Thursday, February 20, 2014

2 Great Books!

2 Great Books


While I was dusting the book shelves (which I do once in a while! - whether they need it or not!) I ran across two books that I often reread and pulled them out to reread again!! I love both of them and highly recommend them.

And The Ladies of the Club



“…And Ladies of the Club” by Helen  Hooven Santmyer was recommended to me by a very dear friend, Beth in 1980 something!  It was first published in 1982 and spans from 1868 to 1932. The author, Santmyer was 88 when her book was published.

The book tells the lifetimes of two women in a small Ohio town and the other members of the Waynesboro Ladies Literary Society. One time, when I hadn’t read it in years, I picked it up and thought, “I wonder if it’s as good as I think it was.”  I reread it – and it was! I could never get my book club to read it because the size was too daunting for a couple of them.

This hardback is a copy I found at an estate sale and I replaced my paperback with it. It’s a thick book so you have to commit to it! Every once in a while I want to pick up a book that will take me awhile to read. – you know, a thick one! And this one is that.



And Ladies of the Club (1)



The next one, “The Ladies of Missalonghi” by Colleen McCullough is one of my favorites.


The Ladies of Missilonghi

This book is very thin!! It was published in 1987. McCullough is also the author of “The Thorn Birds” – which I admit, I have never read.

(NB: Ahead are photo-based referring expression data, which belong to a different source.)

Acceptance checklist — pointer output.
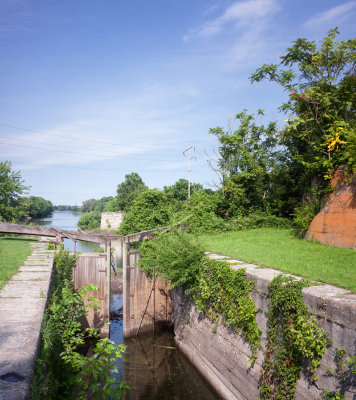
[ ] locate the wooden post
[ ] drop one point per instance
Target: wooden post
(107, 287)
(125, 284)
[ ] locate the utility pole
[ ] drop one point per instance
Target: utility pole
(189, 170)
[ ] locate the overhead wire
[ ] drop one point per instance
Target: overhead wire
(86, 153)
(79, 139)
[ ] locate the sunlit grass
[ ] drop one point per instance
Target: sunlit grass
(13, 252)
(280, 249)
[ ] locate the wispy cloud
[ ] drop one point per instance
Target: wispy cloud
(242, 14)
(333, 16)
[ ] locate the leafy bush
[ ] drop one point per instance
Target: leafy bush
(260, 220)
(305, 213)
(176, 257)
(202, 208)
(151, 209)
(90, 220)
(62, 373)
(225, 293)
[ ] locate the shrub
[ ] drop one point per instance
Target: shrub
(151, 209)
(202, 208)
(260, 220)
(62, 373)
(176, 257)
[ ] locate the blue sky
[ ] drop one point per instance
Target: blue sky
(92, 90)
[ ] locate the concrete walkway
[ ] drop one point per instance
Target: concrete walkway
(22, 304)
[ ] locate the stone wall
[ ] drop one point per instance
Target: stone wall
(222, 356)
(111, 220)
(335, 225)
(145, 302)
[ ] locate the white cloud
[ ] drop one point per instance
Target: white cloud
(333, 16)
(148, 123)
(242, 14)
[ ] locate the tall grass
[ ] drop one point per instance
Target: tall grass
(13, 252)
(279, 249)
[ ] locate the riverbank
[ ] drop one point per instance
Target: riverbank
(278, 248)
(22, 305)
(13, 252)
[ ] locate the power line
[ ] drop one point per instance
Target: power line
(100, 169)
(80, 139)
(189, 170)
(82, 152)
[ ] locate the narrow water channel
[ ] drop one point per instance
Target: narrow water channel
(152, 365)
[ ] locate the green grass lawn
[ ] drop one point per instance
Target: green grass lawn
(280, 249)
(13, 252)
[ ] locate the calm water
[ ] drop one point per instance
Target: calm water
(66, 220)
(152, 365)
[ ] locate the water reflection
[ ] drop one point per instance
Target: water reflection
(155, 368)
(66, 220)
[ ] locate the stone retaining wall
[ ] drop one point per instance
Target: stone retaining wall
(223, 357)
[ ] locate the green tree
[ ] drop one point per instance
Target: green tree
(38, 206)
(12, 206)
(151, 209)
(320, 133)
(89, 205)
(90, 220)
(247, 156)
(179, 190)
(127, 192)
(202, 209)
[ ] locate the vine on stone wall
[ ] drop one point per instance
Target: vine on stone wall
(224, 293)
(293, 336)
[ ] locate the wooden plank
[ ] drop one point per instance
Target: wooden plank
(103, 238)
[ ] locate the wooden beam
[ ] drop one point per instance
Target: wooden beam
(7, 227)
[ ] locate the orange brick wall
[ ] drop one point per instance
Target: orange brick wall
(335, 225)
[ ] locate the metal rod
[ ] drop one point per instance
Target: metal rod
(143, 315)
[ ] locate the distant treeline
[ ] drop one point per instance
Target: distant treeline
(66, 208)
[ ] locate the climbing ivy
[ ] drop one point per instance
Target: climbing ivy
(225, 294)
(293, 336)
(219, 291)
(62, 372)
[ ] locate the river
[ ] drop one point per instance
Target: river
(152, 365)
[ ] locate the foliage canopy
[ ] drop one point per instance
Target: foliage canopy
(12, 186)
(320, 134)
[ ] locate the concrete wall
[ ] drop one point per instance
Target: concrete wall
(111, 220)
(146, 303)
(223, 357)
(335, 225)
(93, 268)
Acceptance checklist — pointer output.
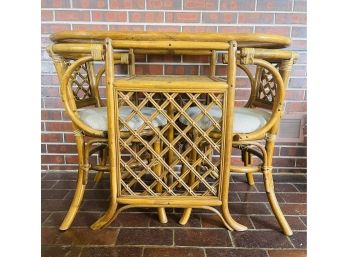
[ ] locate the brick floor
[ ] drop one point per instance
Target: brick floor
(138, 233)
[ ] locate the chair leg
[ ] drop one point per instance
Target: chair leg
(246, 156)
(80, 187)
(187, 212)
(162, 216)
(103, 158)
(269, 188)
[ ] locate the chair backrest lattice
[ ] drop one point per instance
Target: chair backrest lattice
(82, 86)
(266, 88)
(154, 172)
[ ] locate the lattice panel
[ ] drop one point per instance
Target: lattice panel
(81, 86)
(267, 88)
(162, 156)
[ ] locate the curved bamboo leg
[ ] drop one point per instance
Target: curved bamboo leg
(246, 156)
(187, 212)
(269, 188)
(103, 158)
(162, 216)
(80, 186)
(107, 218)
(185, 216)
(110, 214)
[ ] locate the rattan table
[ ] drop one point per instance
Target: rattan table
(168, 140)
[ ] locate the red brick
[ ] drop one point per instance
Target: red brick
(284, 31)
(199, 28)
(274, 5)
(217, 17)
(127, 4)
(46, 15)
(299, 32)
(53, 28)
(186, 17)
(235, 29)
(153, 69)
(200, 4)
(298, 45)
(59, 126)
(127, 27)
(63, 167)
(71, 159)
(299, 70)
(162, 58)
(293, 151)
(290, 18)
(302, 163)
(283, 162)
(300, 5)
(89, 27)
(296, 107)
(295, 95)
(256, 18)
(109, 16)
(237, 5)
(51, 115)
(90, 4)
(287, 253)
(55, 3)
(47, 79)
(59, 148)
(146, 17)
(72, 16)
(52, 137)
(50, 92)
(163, 4)
(166, 28)
(50, 159)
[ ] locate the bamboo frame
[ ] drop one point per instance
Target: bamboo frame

“The Ladies of Missalonghi” is set before World War 1 in Sydney, Australia.

From the cover flap:

“Missy was a part of the Hurlingford clan and she was ‘manless’, she was bullied, pitied, exploited, patronized, and utterly unimportant in the clan’s scheme of things.
No sensible mentor would have dreamed of advising Missy to consult a wildly romantic novel for the answer to her plight. But luckily Missy’s mentor was a librarian with a taste for purple prose and a scandalous past, who understood that beneath Missy’s drab exterior there beat the heart of an enchanting and adventurous woman.”

This is a light hearted and warm book.

The Ladies of Missilonghi (5)



I enjoy old books. I enjoy new books. I just enjoy books!